|
Basic Local Alignment Search Tool.
Sequence filtering
Many nucleotide and amino acid sequences are highly repetitive in nature. If your query sequence contains regions
of low complexity or repeats, you can end up with many non-related, high scoring sequences being found during BLAST (or FASTA)
searches (e.g. hits against proline-rich regions or poly-A tails). In other cases, your sequence may contain
regions of vector sequence, or repeat regions such as Alu sequences, that you either do not want included in your
sequence, or at the very least, wish to have discluded in any searches you carry out based on sequence similarity.

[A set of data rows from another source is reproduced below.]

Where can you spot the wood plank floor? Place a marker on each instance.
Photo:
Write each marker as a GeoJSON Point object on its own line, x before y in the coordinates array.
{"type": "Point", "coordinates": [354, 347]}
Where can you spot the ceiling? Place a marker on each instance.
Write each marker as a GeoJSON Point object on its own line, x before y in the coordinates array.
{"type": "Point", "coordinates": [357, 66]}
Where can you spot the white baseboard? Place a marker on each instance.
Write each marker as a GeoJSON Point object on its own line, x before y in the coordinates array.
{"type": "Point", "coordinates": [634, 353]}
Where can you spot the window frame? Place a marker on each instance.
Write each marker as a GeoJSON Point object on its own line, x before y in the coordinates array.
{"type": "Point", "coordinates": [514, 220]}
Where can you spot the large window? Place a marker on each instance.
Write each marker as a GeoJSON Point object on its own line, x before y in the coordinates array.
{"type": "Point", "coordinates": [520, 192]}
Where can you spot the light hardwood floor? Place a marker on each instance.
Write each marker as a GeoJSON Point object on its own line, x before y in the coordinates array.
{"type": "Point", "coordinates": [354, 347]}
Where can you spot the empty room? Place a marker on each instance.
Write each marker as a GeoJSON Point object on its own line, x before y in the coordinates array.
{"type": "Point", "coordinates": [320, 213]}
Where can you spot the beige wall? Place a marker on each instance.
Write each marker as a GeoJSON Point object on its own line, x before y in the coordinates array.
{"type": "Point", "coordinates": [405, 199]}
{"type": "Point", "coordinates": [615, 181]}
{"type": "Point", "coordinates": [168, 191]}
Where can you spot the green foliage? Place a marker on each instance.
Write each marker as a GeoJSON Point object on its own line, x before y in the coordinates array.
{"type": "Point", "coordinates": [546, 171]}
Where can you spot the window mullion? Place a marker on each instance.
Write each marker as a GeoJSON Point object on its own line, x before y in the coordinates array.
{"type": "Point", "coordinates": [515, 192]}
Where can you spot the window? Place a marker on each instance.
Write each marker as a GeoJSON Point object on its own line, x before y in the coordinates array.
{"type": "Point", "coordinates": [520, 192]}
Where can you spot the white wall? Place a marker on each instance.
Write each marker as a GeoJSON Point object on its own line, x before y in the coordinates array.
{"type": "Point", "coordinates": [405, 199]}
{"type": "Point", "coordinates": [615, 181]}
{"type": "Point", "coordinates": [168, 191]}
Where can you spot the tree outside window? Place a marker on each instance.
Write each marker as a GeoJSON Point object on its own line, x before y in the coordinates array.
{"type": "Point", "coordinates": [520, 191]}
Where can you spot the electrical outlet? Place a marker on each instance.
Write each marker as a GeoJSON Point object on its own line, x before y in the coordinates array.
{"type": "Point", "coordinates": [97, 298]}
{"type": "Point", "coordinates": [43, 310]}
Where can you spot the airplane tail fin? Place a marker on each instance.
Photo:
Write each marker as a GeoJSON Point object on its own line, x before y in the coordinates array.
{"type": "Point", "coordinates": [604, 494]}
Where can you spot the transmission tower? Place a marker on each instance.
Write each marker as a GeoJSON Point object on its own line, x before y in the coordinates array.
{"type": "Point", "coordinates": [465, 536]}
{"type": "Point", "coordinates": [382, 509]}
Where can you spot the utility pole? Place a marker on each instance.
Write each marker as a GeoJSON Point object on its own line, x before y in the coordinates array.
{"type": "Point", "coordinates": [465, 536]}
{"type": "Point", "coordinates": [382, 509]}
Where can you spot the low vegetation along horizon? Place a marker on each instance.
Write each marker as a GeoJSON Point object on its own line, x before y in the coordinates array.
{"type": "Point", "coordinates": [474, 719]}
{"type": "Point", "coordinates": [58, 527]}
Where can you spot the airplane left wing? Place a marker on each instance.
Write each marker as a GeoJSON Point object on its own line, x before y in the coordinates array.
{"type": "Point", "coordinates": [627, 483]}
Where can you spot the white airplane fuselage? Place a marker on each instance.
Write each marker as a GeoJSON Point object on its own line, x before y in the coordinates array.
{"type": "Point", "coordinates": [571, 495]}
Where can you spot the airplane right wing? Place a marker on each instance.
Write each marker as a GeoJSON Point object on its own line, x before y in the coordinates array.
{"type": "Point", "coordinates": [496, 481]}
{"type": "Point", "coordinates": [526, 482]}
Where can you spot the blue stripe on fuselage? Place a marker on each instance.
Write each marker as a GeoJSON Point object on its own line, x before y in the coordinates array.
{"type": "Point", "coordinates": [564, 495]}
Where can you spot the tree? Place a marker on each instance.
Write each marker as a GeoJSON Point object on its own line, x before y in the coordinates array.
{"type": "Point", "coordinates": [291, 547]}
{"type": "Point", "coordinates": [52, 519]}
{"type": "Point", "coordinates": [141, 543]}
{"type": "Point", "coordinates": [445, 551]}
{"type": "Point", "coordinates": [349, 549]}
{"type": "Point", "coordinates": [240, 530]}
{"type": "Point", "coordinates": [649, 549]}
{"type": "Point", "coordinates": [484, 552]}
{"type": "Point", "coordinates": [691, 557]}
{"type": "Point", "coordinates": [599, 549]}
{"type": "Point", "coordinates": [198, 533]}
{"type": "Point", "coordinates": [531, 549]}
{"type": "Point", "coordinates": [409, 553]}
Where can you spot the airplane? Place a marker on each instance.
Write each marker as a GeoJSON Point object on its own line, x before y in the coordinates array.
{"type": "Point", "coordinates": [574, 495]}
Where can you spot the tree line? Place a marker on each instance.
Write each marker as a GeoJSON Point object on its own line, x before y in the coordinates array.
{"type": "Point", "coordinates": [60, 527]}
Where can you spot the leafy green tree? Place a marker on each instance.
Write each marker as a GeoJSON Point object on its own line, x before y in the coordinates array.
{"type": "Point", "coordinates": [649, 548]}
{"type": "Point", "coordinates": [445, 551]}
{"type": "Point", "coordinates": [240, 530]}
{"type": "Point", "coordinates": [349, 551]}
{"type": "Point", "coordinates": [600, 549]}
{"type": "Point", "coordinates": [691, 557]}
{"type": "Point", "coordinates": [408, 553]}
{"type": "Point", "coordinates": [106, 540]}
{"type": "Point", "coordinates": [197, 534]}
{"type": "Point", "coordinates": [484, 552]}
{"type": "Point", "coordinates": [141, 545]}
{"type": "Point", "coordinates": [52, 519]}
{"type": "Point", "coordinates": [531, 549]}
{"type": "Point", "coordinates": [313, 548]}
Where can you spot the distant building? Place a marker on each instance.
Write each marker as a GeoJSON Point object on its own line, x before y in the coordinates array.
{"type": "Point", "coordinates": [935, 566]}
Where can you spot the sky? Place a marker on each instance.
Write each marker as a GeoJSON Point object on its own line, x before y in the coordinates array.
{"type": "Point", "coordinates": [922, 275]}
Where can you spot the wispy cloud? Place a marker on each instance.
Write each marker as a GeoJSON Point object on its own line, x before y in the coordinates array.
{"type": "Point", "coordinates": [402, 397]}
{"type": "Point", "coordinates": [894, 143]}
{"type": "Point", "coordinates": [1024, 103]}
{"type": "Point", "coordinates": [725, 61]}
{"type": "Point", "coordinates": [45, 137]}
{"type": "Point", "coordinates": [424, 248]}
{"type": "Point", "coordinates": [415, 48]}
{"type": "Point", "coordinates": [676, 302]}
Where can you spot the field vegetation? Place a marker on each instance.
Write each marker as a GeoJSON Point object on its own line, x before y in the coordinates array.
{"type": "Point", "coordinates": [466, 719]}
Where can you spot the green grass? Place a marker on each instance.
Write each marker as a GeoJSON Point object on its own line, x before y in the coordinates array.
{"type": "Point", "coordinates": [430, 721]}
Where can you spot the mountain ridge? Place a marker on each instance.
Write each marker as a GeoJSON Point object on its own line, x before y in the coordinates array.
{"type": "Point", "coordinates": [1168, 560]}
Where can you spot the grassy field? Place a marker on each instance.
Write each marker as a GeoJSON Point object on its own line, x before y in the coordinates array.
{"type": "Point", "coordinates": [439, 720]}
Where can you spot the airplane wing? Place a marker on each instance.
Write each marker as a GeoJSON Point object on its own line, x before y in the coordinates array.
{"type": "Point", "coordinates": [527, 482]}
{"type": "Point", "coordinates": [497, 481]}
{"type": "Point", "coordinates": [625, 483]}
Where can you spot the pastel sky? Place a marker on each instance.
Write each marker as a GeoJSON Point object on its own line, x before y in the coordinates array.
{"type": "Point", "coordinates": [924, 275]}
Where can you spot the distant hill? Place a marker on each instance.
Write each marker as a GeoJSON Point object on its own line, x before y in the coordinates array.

Programs have been devised to filter out unwanted segments of sequence from within a larger sequence. For example,
filtering low complexity or repeat regions out of your query sequence before searching a database can reduce the
reporting of un-related sequences that match by chance. Filtering works by running programs that identify regions
containing particular types of sequences. These regions are replaced with a series of N's (in the case of
nucleotide sequences), or X's (in the case of peptide sequences). One N or one X replaces each residue in the region.
Table 1. Sequence filtering types:
| Sequence type |
Explanation |
Programs to identify/filter these regions |
| Repeats |
low complexity DNA sequences, highly repetitive sequences, VNTRs (Variable Number of
Tandem Repeats), STRs (Short Tandem Repeats). |
DUST for nucleic acids, XNU for amino acids.
RepeatMasker to screen against known human genomic repeat sequences. |
| Low information content sequences |
runs of a single amino acid or few amino acids; runs of pyrimidines or purines in DNA |
DUST for nucleic acids, SEG for amino acids |
| Vector |
Due to experimental procedures, fragments of vector sequence can often be found in
sample sequences, usually at the beginning or end, but occasionally within a sequence. |
Cross_match |
top | back
Blast programs and filtering
BLAST programs have an option to run filtering on your query sequence before the actual search is carried out. The
search is performed with a filtered version of the query sequence; your original sequence file will not be affected.
blastall automatically filters sequences; you must TURN OFF the filtering if you do
not want it. By default, queries searched with the blastn program are filtered with DUST. Other programs use SEG
NB. FASTA searches do not automatically filter for low complexity regions, so you must PRE-FILTER your query
sequence(s) to remove/mark low complexity regions. To pre-filter, run the desired filtering program on your sequence
and then use the output (the filtered version of your sequence) to carry out the search.
top | back
Filtering for low complexity and internal repeat sequences
Three main filtering programs of this type in use are SEG, XNU and DUST.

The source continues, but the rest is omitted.